Verifying File Uploads with MD5 Hashes in Terraform
When uploading files to cloud storage services like AWS S3 using Terraform, it's crucial to ensure the integrity of the uploaded data. One common method is to use MD5 hashes to verify that the file was uploaded correctly. This guide will show you how to implement this verification in Terraform.
Calculating MD5 Hash
First, you need to calculate the MD5 hash of your local file. Terraform provides the filemd5()
function for this purpose:
locals {
file_path = "${path.module}/files/example.zip"
file_md5 = filemd5(local.file_path)
}
Uploading File to S3
Next, you can use this MD5 hash when uploading the file to S3:
resource "aws_s3_object" "example_upload" {
bucket = "my-bucket"
key = "uploads/example.zip"
source = local.file_path
etag = local.file_md5
}
The etag
attribute is set to the MD5 hash of the file. S3 will use this to verify the integrity of the uploaded file.
Verifying the Upload
After the upload, you can use a null_resource
with a local-exec
provisioner to verify the MD5 hash of the uploaded file:
resource "null_resource" "verify_upload" {
triggers = {
file_md5 = local.file_md5
}
provisioner "local-exec" {
command = <<EOT
UPLOADED_MD5=$(aws s3api head-object --bucket my-bucket --key uploads/example.zip --query ETag --output text | tr -d '"')
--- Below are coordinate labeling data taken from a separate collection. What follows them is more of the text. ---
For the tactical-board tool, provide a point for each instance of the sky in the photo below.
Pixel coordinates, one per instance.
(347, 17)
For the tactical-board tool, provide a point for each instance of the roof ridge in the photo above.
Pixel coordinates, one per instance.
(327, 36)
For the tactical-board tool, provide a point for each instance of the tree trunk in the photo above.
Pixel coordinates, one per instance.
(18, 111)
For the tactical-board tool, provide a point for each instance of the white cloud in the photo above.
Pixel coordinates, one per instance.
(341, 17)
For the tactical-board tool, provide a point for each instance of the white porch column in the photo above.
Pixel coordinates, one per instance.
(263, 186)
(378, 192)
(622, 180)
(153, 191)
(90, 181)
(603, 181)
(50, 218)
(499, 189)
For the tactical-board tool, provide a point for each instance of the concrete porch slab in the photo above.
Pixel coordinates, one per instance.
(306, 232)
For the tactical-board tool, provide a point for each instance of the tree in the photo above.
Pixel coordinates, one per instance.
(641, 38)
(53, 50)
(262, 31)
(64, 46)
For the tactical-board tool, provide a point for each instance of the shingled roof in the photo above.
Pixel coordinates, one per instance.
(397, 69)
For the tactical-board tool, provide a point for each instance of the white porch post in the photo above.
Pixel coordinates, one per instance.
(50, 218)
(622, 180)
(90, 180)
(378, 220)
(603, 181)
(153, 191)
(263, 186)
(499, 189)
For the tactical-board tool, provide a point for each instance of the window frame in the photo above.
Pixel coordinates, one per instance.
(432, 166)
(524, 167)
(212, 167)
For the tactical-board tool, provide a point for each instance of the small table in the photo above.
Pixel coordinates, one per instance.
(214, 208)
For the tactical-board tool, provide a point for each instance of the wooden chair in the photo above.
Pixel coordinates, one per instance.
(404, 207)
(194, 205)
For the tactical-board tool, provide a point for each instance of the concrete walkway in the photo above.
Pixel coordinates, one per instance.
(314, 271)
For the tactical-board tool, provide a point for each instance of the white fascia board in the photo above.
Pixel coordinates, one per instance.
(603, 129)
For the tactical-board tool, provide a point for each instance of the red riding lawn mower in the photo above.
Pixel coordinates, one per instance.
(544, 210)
if [ "$UPLOADED_MD5" != "${local.file_md5}" ]; then
echo "MD5 mismatch: expected ${local.file_md5}, got $UPLOADED_MD5"
exit 1
else
echo "MD5 verified successfully"
fi
EOT
}
depends_on = [aws_s3_object.example_upload]
}
This null_resource
will run after the S3 object is created. It uses the AWS CLI to retrieve the ETag (which is the MD5 hash for objects uploaded in a single part) and compares it to the local MD5 hash.
Handling Large Files
For files larger than 5GB, S3 uses multipart uploads, and the ETag is not a simple MD5 hash. In these cases, you'll need to implement a more complex verification process:
resource "aws_s3_object" "large_file_upload" {
bucket = "my-bucket"
key = "uploads/large_file.zip"
source = local.large_file_path
# For multipart uploads, we can't use etag for verification
}
resource "null_resource" "verify_large_upload" {
provisioner "local-exec" {
command = <<EOT
LOCAL_MD5=$(md5sum ${local.large_file_path} | cut -d ' ' -f 1)
REMOTE_MD5=$(aws s3api get-object --bucket my-bucket --key uploads/large_file.zip /tmp/downloaded_file && md5sum /tmp/downloaded_file | cut -d ' ' -f 1)
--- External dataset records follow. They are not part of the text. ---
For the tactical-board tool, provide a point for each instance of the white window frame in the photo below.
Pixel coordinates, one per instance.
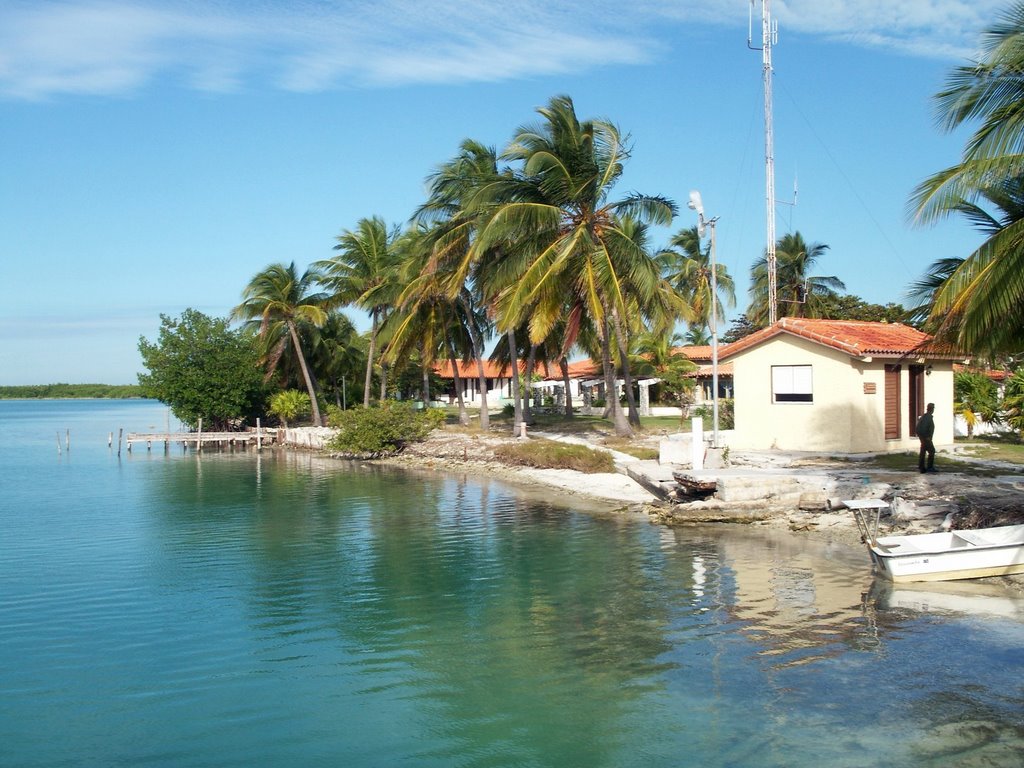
(792, 384)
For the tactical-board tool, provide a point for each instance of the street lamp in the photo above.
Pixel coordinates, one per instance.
(696, 204)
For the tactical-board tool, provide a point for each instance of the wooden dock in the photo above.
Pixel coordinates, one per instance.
(257, 437)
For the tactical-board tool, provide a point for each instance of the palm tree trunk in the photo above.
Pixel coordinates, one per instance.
(610, 398)
(516, 401)
(563, 364)
(463, 416)
(474, 334)
(634, 415)
(305, 374)
(370, 361)
(527, 412)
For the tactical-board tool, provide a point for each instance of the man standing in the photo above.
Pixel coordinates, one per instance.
(926, 429)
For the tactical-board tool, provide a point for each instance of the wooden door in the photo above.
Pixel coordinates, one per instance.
(892, 402)
(916, 400)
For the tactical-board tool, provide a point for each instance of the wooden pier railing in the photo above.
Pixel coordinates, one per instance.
(258, 437)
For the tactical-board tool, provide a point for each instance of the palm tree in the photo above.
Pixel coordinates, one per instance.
(687, 266)
(568, 253)
(975, 397)
(1013, 401)
(972, 308)
(966, 300)
(800, 294)
(427, 318)
(454, 210)
(338, 351)
(697, 336)
(280, 300)
(364, 274)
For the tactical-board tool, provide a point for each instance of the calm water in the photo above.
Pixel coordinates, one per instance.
(233, 609)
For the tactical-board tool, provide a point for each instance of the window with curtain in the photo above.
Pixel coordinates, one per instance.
(792, 384)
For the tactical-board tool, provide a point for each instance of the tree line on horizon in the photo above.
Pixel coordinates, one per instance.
(531, 245)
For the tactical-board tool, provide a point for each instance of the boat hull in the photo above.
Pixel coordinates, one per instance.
(954, 555)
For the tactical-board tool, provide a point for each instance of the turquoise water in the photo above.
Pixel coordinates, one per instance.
(236, 609)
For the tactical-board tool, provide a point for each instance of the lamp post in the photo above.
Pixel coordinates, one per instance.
(696, 204)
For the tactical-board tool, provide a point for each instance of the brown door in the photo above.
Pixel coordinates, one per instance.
(916, 399)
(892, 402)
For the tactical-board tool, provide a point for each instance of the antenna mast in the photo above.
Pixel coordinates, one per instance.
(769, 36)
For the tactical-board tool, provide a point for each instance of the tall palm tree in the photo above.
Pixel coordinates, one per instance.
(800, 294)
(697, 336)
(427, 318)
(566, 246)
(966, 300)
(280, 300)
(364, 273)
(687, 266)
(973, 305)
(337, 352)
(455, 210)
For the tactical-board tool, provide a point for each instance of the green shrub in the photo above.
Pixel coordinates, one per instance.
(289, 404)
(554, 455)
(384, 430)
(726, 414)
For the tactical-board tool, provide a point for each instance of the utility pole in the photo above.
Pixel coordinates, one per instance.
(769, 36)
if [ "$LOCAL_MD5" != "$REMOTE_MD5" ]; then
echo "MD5 mismatch for large file"
exit 1
else
echo "Large file MD5 verified successfully"
fi
rm /tmp/downloaded_file
EOT
}
depends_on = [aws_s3_object.large_file_upload]
}
This method downloads the file from S3 and calculates its MD5 hash locally for comparison.
Best Practices
- Use
filemd5()
for consistent hash calculation in Terraform. - Always verify uploads, especially for critical files.
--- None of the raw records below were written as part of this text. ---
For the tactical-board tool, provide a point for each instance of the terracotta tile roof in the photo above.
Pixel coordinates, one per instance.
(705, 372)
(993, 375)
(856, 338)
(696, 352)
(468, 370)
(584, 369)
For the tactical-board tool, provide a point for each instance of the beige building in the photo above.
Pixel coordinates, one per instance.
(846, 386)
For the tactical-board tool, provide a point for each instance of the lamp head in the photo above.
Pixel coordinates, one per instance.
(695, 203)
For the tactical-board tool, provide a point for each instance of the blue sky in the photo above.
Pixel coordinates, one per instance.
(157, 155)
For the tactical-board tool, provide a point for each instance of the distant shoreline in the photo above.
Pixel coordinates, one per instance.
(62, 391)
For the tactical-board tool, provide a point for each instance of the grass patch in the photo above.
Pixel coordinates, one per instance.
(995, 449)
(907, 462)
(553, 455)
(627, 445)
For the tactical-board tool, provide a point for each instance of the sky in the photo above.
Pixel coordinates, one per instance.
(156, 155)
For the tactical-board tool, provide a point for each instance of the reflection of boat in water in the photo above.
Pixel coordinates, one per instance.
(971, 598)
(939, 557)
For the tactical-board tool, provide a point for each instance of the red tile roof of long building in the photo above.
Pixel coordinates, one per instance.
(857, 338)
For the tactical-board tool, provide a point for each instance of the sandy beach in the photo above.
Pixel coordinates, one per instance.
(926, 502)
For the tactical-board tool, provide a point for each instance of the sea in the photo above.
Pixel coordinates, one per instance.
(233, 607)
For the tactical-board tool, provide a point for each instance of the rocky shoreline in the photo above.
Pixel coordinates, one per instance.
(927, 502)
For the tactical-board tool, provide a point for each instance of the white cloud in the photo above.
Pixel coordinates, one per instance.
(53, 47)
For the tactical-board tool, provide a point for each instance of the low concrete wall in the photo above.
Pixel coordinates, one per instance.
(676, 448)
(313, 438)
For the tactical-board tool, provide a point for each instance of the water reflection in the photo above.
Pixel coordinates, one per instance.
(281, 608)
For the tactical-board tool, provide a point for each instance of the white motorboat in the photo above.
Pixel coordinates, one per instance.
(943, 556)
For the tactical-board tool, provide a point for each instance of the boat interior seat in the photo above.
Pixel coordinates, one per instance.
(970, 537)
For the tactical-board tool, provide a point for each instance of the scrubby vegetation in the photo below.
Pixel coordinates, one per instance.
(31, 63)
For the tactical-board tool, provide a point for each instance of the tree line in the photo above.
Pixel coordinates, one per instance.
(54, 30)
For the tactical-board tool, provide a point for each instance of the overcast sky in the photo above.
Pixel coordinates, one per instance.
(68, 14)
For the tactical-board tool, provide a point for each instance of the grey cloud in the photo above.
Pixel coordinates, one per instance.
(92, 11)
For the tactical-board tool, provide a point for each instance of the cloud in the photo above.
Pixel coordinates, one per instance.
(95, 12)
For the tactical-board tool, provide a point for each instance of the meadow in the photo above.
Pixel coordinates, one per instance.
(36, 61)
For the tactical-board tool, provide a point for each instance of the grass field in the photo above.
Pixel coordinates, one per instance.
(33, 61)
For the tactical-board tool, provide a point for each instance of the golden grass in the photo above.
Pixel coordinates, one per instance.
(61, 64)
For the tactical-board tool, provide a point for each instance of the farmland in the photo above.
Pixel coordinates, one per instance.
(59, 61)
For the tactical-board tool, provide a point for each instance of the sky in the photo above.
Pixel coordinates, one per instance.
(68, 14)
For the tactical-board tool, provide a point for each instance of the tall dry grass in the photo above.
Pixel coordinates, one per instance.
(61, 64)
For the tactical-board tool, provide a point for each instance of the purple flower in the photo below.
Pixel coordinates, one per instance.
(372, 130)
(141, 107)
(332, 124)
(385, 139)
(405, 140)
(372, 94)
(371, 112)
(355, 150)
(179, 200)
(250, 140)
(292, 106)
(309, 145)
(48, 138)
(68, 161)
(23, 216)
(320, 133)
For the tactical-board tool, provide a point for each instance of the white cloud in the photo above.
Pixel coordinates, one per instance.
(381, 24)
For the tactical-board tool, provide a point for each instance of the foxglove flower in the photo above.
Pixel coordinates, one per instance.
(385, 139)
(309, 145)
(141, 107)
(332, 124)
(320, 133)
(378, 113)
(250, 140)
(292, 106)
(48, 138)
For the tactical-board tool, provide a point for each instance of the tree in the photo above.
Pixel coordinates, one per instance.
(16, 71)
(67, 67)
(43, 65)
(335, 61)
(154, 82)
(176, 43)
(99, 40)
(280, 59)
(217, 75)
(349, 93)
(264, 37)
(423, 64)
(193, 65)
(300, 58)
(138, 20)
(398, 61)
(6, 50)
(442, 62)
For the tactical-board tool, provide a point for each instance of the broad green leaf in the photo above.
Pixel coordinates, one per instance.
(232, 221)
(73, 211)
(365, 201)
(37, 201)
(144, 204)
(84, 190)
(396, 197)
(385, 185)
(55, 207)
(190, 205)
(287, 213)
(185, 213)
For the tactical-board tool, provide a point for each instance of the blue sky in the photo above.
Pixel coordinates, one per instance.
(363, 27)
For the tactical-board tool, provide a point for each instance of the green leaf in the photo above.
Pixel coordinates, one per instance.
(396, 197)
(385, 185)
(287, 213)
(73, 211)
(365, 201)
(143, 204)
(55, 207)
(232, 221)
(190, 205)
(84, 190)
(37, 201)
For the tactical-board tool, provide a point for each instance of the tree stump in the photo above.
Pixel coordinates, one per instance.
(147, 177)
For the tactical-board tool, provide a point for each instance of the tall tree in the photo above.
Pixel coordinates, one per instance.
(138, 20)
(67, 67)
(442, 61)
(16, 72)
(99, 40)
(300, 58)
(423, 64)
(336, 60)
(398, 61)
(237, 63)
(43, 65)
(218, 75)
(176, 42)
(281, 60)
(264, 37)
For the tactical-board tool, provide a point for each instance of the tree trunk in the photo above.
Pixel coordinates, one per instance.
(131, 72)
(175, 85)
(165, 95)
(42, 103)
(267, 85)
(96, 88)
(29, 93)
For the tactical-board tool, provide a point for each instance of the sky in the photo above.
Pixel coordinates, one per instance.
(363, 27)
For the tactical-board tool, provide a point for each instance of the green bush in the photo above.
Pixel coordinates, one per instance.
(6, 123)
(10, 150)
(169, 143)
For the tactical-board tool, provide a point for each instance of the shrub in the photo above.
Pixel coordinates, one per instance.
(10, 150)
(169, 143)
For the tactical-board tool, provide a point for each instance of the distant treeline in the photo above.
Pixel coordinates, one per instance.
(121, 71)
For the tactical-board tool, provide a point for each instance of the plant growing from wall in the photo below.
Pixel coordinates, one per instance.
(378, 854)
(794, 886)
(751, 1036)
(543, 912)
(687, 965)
- Be aware of the 5GB limit for simple ETag verification.
- For large files, consider implementing chunked verification to avoid downloading the entire file.
- Use Terraform's
depends_on
to ensure verification happens after upload.
By implementing these practices, you can ensure the integrity of your file uploads when using Terraform with cloud storage services.